L'appui apporté par la Russie depuis 2015 au régime de Bachar el-Assad en Syrie marque le grand retour de la Russie sur la scène moyen-orientale. Sauver le régime syrien, allié de Moscou depuis des décennies, répond à un quadruple objectif : repositionner la Russie comme une puissance globale avec laquelle il faut compter au Moyen-Orient, développer une présence militaire en Méditerranée, infliger un revers aux États-Unis dont la politique est devenue plus prudente avec Obama et marquée par un retrait de la présence américaine lors de la première présidence de Donald Trump, et enfin garder loin de ses frontières des mouvements islamistes terroristes dont l'entrée sur le territoire russe est une des pires craintes du Kremlin[361]. L'intervention en Syrie démontre aussi que les forces armées russes ont retrouvé de leur efficacité et efface leur piètre performance en Afghanistan et Tchétchénie. Elle est un excellent terrain d'expérimentation de leurs nouvelles armes et d'entraînement de leurs cadres. La mise en œuvre plutôt réussie de cette stratégie ne débouche cependant pas sur un accord de paix en Syrie qui achèverait de consolider définitivement le régime syrien[361],[363].
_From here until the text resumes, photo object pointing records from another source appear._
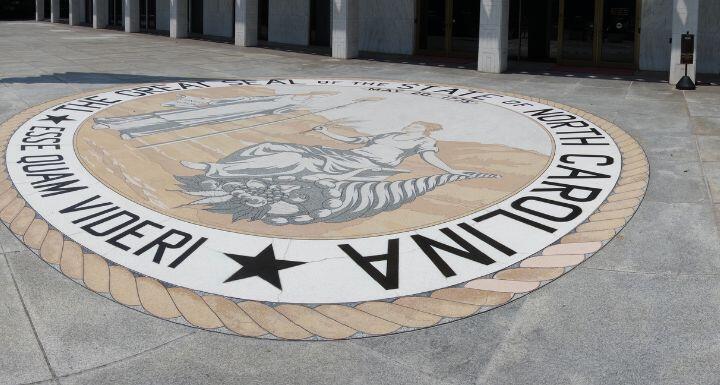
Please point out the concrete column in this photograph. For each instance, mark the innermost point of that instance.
(492, 49)
(131, 15)
(345, 28)
(685, 18)
(246, 19)
(178, 18)
(54, 11)
(100, 13)
(77, 12)
(39, 10)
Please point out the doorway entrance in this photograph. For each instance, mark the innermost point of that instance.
(64, 11)
(448, 27)
(263, 19)
(47, 9)
(196, 17)
(320, 23)
(599, 32)
(148, 16)
(533, 30)
(88, 13)
(575, 32)
(115, 15)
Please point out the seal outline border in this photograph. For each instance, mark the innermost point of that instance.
(330, 321)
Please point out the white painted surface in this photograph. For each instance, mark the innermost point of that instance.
(289, 21)
(387, 26)
(328, 275)
(218, 18)
(655, 33)
(492, 50)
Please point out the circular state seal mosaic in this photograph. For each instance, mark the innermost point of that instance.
(315, 209)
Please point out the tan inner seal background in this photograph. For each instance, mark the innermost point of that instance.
(146, 175)
(339, 321)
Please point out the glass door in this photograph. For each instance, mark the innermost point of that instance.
(148, 15)
(578, 32)
(599, 32)
(618, 33)
(465, 26)
(88, 12)
(448, 27)
(115, 14)
(432, 25)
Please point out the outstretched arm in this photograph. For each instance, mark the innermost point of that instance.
(347, 139)
(432, 158)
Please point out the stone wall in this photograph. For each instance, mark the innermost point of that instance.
(218, 18)
(387, 26)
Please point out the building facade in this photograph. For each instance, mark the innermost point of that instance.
(634, 34)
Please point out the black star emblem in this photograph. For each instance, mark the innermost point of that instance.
(57, 119)
(264, 266)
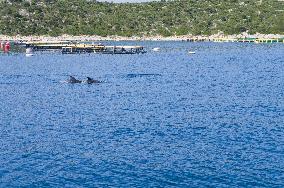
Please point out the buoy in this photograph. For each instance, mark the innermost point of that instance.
(156, 49)
(29, 52)
(2, 44)
(7, 47)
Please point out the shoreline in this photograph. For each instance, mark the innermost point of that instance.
(136, 38)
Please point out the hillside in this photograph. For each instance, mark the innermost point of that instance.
(166, 18)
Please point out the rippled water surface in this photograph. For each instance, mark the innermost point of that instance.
(160, 119)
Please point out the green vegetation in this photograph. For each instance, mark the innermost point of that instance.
(177, 17)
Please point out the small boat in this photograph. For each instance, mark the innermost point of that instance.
(156, 49)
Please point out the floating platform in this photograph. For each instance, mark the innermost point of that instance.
(75, 48)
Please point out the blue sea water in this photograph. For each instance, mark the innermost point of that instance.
(161, 119)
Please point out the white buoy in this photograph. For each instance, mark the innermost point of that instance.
(29, 52)
(156, 49)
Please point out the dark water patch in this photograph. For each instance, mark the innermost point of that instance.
(162, 119)
(134, 75)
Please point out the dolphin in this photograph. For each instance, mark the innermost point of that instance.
(91, 81)
(73, 80)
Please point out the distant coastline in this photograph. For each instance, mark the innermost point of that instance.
(135, 38)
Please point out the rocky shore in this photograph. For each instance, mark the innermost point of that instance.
(136, 38)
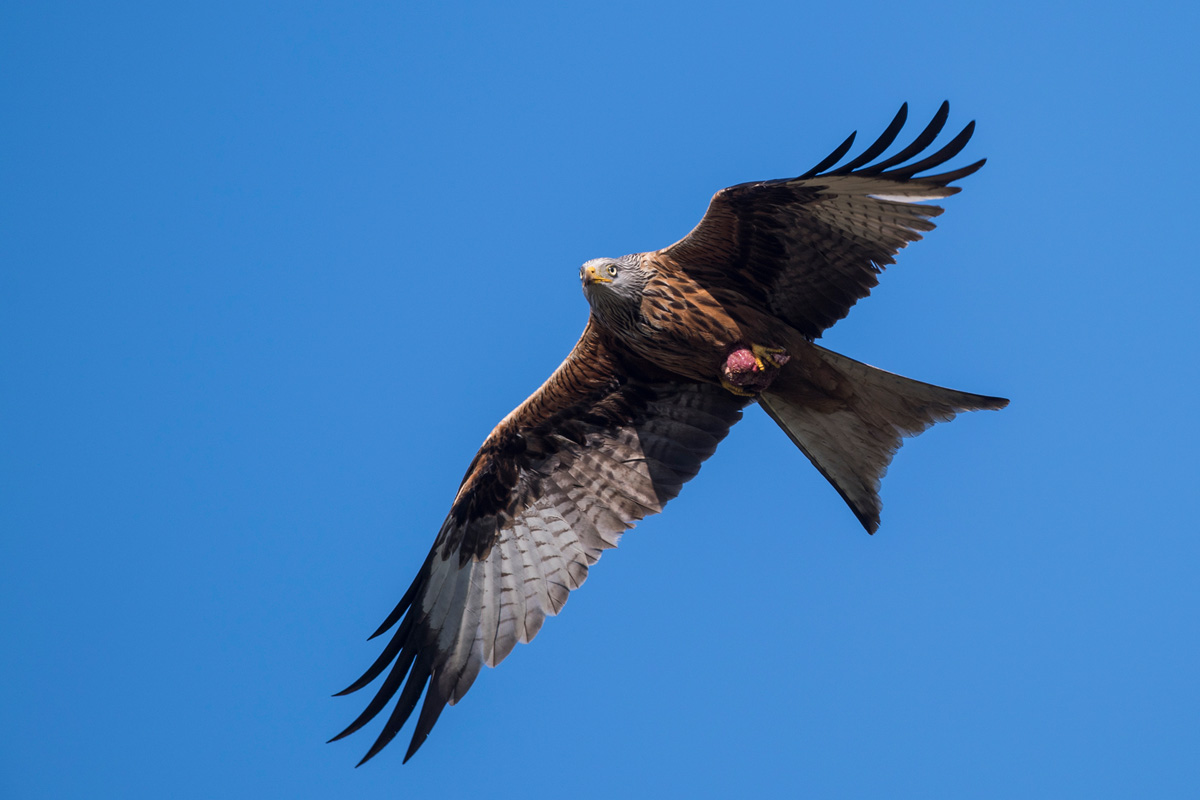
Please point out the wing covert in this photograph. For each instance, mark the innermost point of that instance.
(808, 248)
(603, 444)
La chute du régime Assad en décembre 2024 constitue un revers majeur pour Moscou. Début 2025, la Russie est forcée d'évacuer l'essentiel des moyens militaires qui stationnaient auparavant dans ses bases de Tartous et de Hmeimim sur la côte méditerranéenne de la Syrie[364]. Une partie semble être réinstallée dans la zone de la Libye controlée par le maréchal Haftar soutenu de longue date par Moscou. La Libye devient ainsi le nouveau point d'appui logistique indispensable aux opérations menées par des organisations paramilitaires russes en Afrique, notamment l'Africa Corps[365]. De plus, selon Le Grand Continent, la Russie serait à un stade avancé de l’élaboration d’un plan d’installation de systèmes de missiles longue portée dans la ville de Sebha[366].
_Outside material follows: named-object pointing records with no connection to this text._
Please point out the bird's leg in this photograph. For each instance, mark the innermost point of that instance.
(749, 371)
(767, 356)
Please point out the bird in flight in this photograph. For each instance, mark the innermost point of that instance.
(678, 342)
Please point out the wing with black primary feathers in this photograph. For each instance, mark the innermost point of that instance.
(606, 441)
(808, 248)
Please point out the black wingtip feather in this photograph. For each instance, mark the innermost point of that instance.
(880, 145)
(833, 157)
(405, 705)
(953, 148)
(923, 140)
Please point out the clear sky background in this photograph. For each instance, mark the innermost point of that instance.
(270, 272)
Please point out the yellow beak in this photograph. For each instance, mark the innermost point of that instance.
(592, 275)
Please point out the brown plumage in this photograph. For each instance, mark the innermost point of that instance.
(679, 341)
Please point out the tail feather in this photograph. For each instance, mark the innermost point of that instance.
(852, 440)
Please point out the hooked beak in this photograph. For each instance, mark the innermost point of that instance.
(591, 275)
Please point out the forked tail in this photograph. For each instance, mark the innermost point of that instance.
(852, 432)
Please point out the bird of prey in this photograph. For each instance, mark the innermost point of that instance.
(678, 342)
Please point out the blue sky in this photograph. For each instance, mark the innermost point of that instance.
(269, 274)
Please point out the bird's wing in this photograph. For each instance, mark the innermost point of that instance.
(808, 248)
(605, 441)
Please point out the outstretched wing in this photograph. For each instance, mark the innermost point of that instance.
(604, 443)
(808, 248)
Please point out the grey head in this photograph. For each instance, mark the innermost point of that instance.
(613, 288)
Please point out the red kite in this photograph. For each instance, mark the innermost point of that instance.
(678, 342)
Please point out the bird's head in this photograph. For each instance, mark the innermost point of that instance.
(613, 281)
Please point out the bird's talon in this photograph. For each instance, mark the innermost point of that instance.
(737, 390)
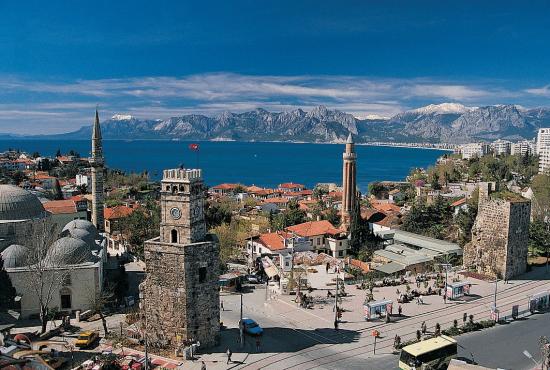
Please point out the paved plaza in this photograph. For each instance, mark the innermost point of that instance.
(298, 338)
(305, 338)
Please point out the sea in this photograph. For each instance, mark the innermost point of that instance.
(264, 164)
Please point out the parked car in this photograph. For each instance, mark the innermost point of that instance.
(251, 327)
(86, 338)
(253, 279)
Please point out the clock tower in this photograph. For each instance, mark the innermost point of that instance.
(182, 206)
(180, 298)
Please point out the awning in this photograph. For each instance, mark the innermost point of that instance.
(390, 268)
(271, 271)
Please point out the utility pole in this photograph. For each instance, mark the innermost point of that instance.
(145, 332)
(336, 302)
(495, 299)
(241, 327)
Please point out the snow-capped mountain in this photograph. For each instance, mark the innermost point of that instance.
(447, 122)
(444, 108)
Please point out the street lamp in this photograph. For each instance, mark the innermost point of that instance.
(530, 356)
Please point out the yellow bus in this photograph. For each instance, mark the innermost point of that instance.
(435, 353)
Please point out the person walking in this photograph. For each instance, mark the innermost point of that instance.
(229, 353)
(258, 344)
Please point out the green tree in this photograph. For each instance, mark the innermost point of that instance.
(331, 215)
(430, 220)
(376, 189)
(319, 191)
(7, 291)
(216, 213)
(359, 228)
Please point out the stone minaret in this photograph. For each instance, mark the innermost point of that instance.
(97, 176)
(348, 182)
(180, 295)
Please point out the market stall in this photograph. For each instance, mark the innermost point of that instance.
(377, 309)
(457, 290)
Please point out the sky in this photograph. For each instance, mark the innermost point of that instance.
(157, 59)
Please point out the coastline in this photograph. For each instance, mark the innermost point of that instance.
(431, 146)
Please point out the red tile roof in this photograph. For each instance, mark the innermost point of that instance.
(253, 188)
(290, 185)
(274, 241)
(60, 206)
(313, 228)
(112, 213)
(385, 207)
(276, 200)
(458, 202)
(226, 186)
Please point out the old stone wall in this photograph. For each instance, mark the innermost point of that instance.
(499, 239)
(180, 301)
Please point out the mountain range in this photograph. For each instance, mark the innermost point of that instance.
(442, 123)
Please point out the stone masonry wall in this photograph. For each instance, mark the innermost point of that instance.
(499, 239)
(178, 307)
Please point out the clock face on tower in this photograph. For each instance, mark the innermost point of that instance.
(197, 209)
(175, 213)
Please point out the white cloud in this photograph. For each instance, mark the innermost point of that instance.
(541, 91)
(70, 104)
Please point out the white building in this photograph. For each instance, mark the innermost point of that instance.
(543, 139)
(522, 148)
(502, 147)
(544, 160)
(82, 179)
(474, 150)
(279, 246)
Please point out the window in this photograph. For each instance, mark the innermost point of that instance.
(202, 274)
(65, 301)
(66, 280)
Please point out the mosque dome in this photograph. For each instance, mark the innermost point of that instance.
(68, 251)
(81, 234)
(19, 204)
(83, 225)
(15, 256)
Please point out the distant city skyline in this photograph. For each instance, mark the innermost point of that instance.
(364, 58)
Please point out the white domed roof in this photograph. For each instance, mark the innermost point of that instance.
(15, 256)
(19, 204)
(83, 225)
(81, 234)
(68, 251)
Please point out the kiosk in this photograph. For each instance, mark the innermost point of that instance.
(457, 290)
(377, 309)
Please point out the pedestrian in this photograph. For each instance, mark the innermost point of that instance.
(229, 353)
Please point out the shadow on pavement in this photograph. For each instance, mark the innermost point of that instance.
(282, 340)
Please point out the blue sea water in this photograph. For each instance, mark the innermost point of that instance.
(262, 164)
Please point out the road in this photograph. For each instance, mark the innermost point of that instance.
(508, 341)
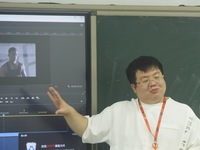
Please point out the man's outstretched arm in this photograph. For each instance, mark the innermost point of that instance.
(77, 122)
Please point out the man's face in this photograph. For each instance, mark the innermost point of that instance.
(13, 56)
(150, 86)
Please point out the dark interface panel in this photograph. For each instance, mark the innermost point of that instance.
(52, 52)
(39, 50)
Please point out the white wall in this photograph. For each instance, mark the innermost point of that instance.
(117, 2)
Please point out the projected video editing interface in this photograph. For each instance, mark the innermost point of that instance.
(52, 51)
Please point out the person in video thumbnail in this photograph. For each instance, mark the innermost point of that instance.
(12, 68)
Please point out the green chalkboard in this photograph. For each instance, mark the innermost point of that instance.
(175, 41)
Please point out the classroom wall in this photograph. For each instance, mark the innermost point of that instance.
(116, 2)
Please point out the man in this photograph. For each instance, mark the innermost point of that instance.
(12, 68)
(152, 121)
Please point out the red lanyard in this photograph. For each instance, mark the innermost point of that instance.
(154, 145)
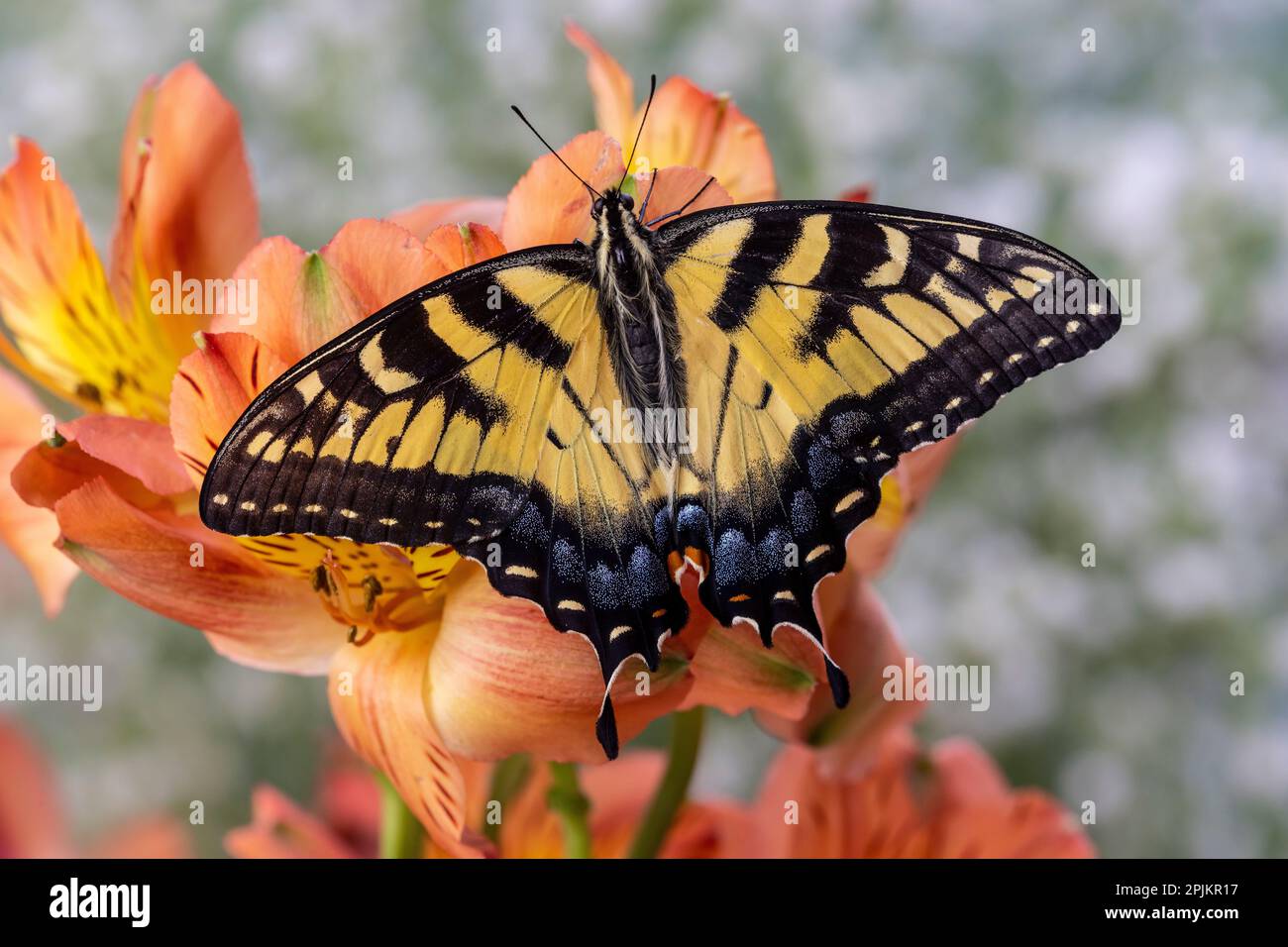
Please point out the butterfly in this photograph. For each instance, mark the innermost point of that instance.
(772, 363)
Empreinte large mais peu profonde dans la région

Au-delà de la Syrie, la Russie met en œuvre avec succès depuis les années 2010 une stratégie de présence et de coopération avec de très nombreux pays de la région, dans une optique idéologiquement neutre et moins stratégique qu'opportuniste qui lui permet de développer ses liens politiques et économiques et de remplir en partie le vide laissé par les États-Unis, sans pour autant pouvoir ni même vouloir trouver des solutions pour mettre fin aux conflits qui parcourent le Moyen-Orient et sans avoir les moyens d'être un acteur majeur de la reconstruction ou du développement des pays dévastés par ces conflits[363]. La Russie entretient des relations suivies avec des pays aux intérêts aussi contradictoires qu'Israël, l'Iran et l'Arabie saoudite. Cette posture exclut qu'elle puisse établir une empreinte profonde dans la région, comme l'illustrent la signature des accords d'Abraham en 2020 sous l'égide américaine[367] et le rapprochement entre l'Iran et l'Arabie saoudite en 2023 sous le patronage de la Chine[368]. La diplomatie russe enregistre cependant des succès aux dépens des occidentaux. Ainsi, Moscou et Ryad signent un accord de coopération militaire en 2021 qui, a minima, constitue pour les Saoudiens un moyen de pression sur Washington[369].

Le Moyen-Orient est un des axes de connexion entre la Russie et l'Asie (via notamment le Corridor de transport international Nord-Sud en chantier) ainsi qu'un débouché économique important, notamment pour les produits agricoles, la construction de centrales nucléaires et les armements[370]. En contrepartie, des pays comme les EAU et la Turquie participent au contournement des sanctions occidentales en organisant le transit chez eux d'équipements nécessaires à l'industrie d'armement à destination de la Russie[370]. Les médias russes en langue arabe assurent la promotion de la politique russe et la diffusion de sa propagande antioccidentale auprès d'un large public. Moscou s'efforce aussi d'établir de solides liens avec les autorités religieuses de l'Islam en raison des fortes minorités musulmanes peuplant la Russie et de sa lutte contre le terrorisme islamiste[370].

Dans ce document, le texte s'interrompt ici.